A new artificial intelligence model measures how fast a patient’s brain is aging and could be a powerful new tool for understanding, preventing and treating cognitive decline and dementia, according to USC researchers. The first of its kind, it can track the pace of brain changes non-invasively by analyzing magnetic resonance imaging (MRI) scans.
Faster brain aging correlates closely with a higher risk of cognitive impairment, according to Andrei Irimia, associate professor of gerontology, biomedical engineering, quantitative and computational biology and neuroscience at the USC Leonard Davis School of Gerontology and visiting professor of psychological medicine at King’s College London. “This is a novel measurement that could change the way we track brain health both in the research lab and in the clinic,” he said. Knowing how fast the brain ages can be very revealing. Irimia is the lead author of the study describing the new model and its predictive power. The study was published in the Proceedings of the National Academy of Sciences.
Biological Brain Age and Chronological Age May Differ
Biological age is different from a person’s chronological age. Two people who are the same age based on their date of birth may have very different biological ages based on the functioning of their bodies and the “age” that the body tissues appear to have at the cellular level.
Some common methods of measuring biological age use blood samples to measure epigenetic aging and DNA methylation, which affect the role of genes in the cell. However, measuring biological age using blood samples is a poor strategy for measuring the age of the brain, Irimia explained. The barrier between the brain and the bloodstream prevents blood cells from entering the brain, so a blood sample from the arm does not directly reflect methylation and other age-related processes in the brain. Conversely, taking a sample directly from a patient’s brain is a much more invasive procedure, so it is not possible to measure DNA methylation and other aspects of brain aging directly from living human brain cells.
Previous research by Irimia and colleagues has shown the potential of MRI scans to non-invasively measure the biological age of the brain. The earlier model used AI analyses to compare a patient’s brain anatomy with data compiled from MRI scans of thousands of people of different ages and with different cognitive health outcomes. However, the cross-sectional analysis of an MRI scan to estimate brain age has significant limitations, according to the researchers. For example, while the previous model could detect whether a patient’s brain was ten years “older” than their calendar age, it could not provide information on whether this additional ageing had occurred earlier or later in their life, nor could it indicate whether the ageing of the brain was accelerated.
New Model Provides More Accurate Picture of How the Brain Ages
A newly developed three-dimensional convolutional neural network (3D-CNN) provides a more accurate way to measure how the brain ages over time. The model was developed in collaboration with Paul Bogdan, associate professor of electrical and computer engineering and holder of the Jack Munushian Early Career Chair at the USC Viterbi School of Engineering, and trained and validated using more than 3,000 MRI scans of cognitively normal adults.

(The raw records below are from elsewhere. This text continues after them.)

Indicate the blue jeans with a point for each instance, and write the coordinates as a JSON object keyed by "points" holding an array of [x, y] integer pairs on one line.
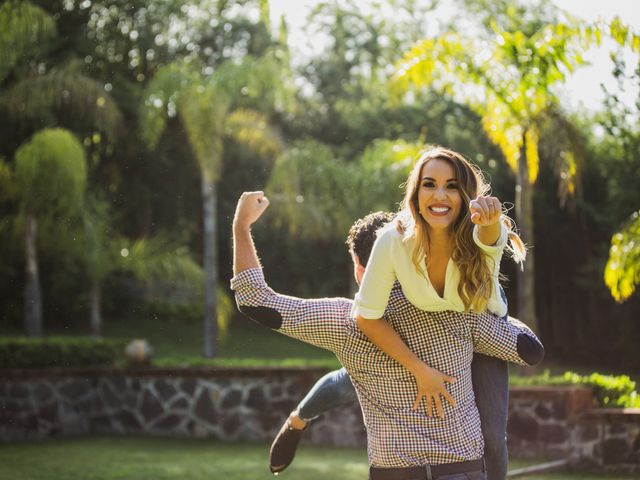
{"points": [[490, 377]]}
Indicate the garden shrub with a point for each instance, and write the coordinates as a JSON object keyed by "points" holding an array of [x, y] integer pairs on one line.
{"points": [[21, 352], [609, 390]]}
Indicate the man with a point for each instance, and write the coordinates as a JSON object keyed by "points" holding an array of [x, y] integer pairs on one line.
{"points": [[402, 443]]}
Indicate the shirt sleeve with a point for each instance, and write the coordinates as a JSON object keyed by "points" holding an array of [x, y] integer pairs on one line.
{"points": [[506, 338], [319, 322], [379, 276]]}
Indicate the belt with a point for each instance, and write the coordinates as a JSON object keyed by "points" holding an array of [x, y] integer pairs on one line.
{"points": [[425, 472]]}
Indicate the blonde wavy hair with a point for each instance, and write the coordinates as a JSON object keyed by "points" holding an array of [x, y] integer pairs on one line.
{"points": [[476, 282]]}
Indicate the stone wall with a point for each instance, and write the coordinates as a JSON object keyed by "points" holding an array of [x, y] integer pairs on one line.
{"points": [[561, 423], [251, 404]]}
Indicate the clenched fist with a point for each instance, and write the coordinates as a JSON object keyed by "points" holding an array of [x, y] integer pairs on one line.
{"points": [[251, 206]]}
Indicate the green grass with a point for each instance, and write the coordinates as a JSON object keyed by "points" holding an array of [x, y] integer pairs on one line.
{"points": [[138, 458]]}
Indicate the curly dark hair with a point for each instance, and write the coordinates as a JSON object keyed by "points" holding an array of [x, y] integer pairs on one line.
{"points": [[362, 234]]}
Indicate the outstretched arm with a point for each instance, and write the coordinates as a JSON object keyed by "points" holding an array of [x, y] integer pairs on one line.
{"points": [[251, 206], [485, 212]]}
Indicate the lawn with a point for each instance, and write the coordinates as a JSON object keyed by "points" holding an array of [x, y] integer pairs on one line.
{"points": [[138, 458]]}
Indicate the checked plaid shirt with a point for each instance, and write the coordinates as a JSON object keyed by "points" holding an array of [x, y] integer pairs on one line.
{"points": [[396, 435]]}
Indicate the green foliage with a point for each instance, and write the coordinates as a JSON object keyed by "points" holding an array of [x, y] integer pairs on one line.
{"points": [[609, 390], [210, 107], [25, 29], [7, 185], [319, 196], [511, 80], [159, 258], [51, 172], [622, 272], [18, 352], [310, 191], [63, 96], [164, 310]]}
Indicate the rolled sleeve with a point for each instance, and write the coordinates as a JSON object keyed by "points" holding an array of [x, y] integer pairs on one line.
{"points": [[506, 338], [320, 322], [372, 299]]}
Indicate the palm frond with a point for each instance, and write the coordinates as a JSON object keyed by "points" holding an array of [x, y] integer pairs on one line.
{"points": [[302, 179], [65, 94], [24, 30], [252, 129], [51, 172], [158, 258], [162, 98]]}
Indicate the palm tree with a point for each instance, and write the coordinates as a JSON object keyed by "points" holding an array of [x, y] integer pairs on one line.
{"points": [[508, 81], [212, 108], [51, 175], [318, 196]]}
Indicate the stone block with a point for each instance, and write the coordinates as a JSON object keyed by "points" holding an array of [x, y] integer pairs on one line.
{"points": [[150, 407], [522, 426], [232, 398], [75, 389], [553, 433], [256, 398], [188, 386], [204, 408], [128, 422], [615, 450], [165, 389], [542, 411], [169, 423]]}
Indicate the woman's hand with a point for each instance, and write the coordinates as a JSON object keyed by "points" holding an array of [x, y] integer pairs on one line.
{"points": [[485, 210], [431, 385]]}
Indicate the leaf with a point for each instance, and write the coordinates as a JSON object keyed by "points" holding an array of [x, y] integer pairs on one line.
{"points": [[24, 30], [622, 272], [531, 151], [66, 94], [51, 172]]}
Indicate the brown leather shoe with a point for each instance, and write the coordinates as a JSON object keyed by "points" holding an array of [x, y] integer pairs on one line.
{"points": [[283, 448]]}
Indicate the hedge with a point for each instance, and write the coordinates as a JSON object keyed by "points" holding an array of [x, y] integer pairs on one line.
{"points": [[609, 390], [22, 352]]}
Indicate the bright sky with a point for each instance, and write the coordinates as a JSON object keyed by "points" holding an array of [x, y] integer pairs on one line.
{"points": [[582, 89]]}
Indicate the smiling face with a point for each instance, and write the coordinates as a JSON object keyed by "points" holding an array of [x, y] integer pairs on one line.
{"points": [[439, 199]]}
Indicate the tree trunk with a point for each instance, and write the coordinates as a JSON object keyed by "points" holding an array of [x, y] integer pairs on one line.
{"points": [[95, 300], [524, 216], [210, 264], [32, 296]]}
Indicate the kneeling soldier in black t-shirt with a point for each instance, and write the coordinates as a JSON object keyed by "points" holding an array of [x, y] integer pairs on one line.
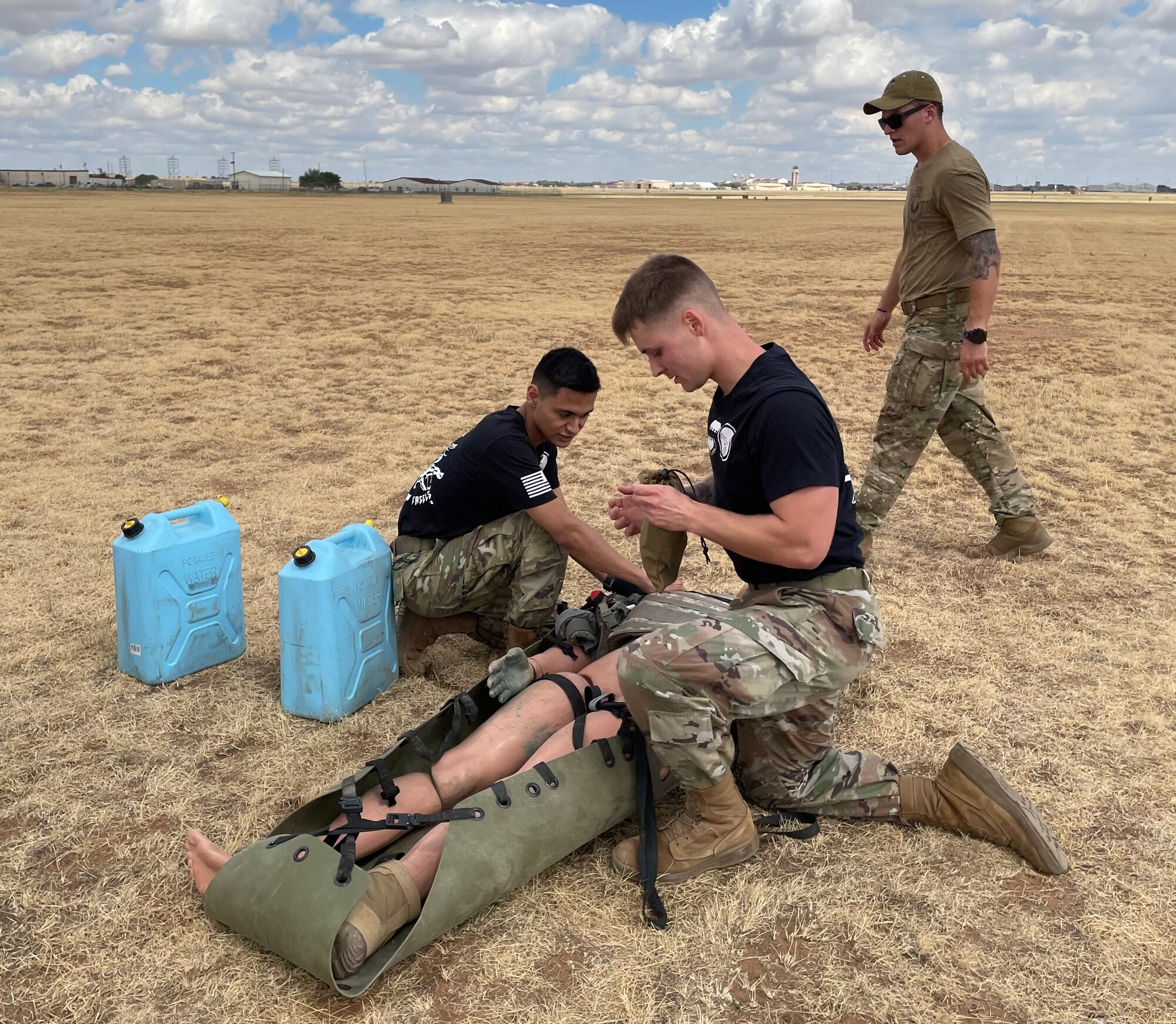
{"points": [[754, 689], [485, 533]]}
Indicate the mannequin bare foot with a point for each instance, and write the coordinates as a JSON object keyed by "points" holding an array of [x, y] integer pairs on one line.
{"points": [[205, 858]]}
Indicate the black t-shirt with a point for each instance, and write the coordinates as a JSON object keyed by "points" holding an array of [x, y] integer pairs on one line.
{"points": [[492, 472], [774, 435]]}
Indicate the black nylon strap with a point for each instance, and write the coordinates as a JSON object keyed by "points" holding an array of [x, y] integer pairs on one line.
{"points": [[352, 808], [773, 825], [571, 691], [653, 910], [389, 788], [463, 705], [547, 776]]}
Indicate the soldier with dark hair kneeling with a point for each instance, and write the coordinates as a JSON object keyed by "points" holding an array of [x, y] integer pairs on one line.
{"points": [[485, 533], [756, 689]]}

In contrast to conventional cross-sectional approaches, where brain age is estimated from a single scan at a specific point in time, this longitudinal method compares MRI scans of the same person at the beginning and at the end. This allows neuroanatomical changes associated with accelerated or slowed aging to be more accurately determined. The 3D-CNN also generates interpretable “salience maps” that show the specific brain regions that are most important for determining the pace of aging, Bogdan said. When applied to a group of 104 cognitively healthy adults and 140 Alzheimer’s patients, the new model’s calculations of the rate of brain aging correlated closely with changes in cognitive function tests performed at both time points.
According to Bogdan, the agreement between these measurements and the results of the cognitive tests indicates that the model can serve as an early biomarker for neurocognitive decline. It also shows its applicability to both cognitively normal individuals and those with cognitive impairment. He added that the model has the potential to better characterize both healthy aging and disease progression, and that its predictive power could one day be used to assess which treatments would be more effective based on individual characteristics.
“The rate of brain aging correlates significantly with changes in cognitive function,” says Irimia. “So if brain aging is rapid, cognitive function, including memory, execution speed, executive function and processing speed, is also more likely to decline rapidly. It’s not just an anatomical measurement; the changes we see in the anatomy are related to changes we see in the cognition of these individuals.”
Gender Differences and Prognostic Possibilities
In the study, Irimia and his co-authors also note how the new model was able to distinguish different rates of aging in different regions of the brain. Examining these differences – including how they vary according to genetics, environment and lifestyle – could shed light on how different pathologies develop in the brain. The study also showed that the pace of brain aging in certain regions differed between the sexes, which could shed light on why men and women are at different risks for neurodegenerative diseases, including Alzheimer’s.
Irimia said he is also excited about the potential of the new model to identify people with faster-than-normal brain aging before they show symptoms of cognitive impairment. While new drugs for Alzheimer’s have been introduced, their effectiveness has been less than researchers and doctors had hoped, possibly because patients don’t take the drug until a large amount of Alzheimer’s pathology is already present in the brain. The researchers hope to create prognostic variables in the future that can help predict Alzheimer’s risk. This would be extremely helpful, especially when it comes to developing potential drugs for prevention.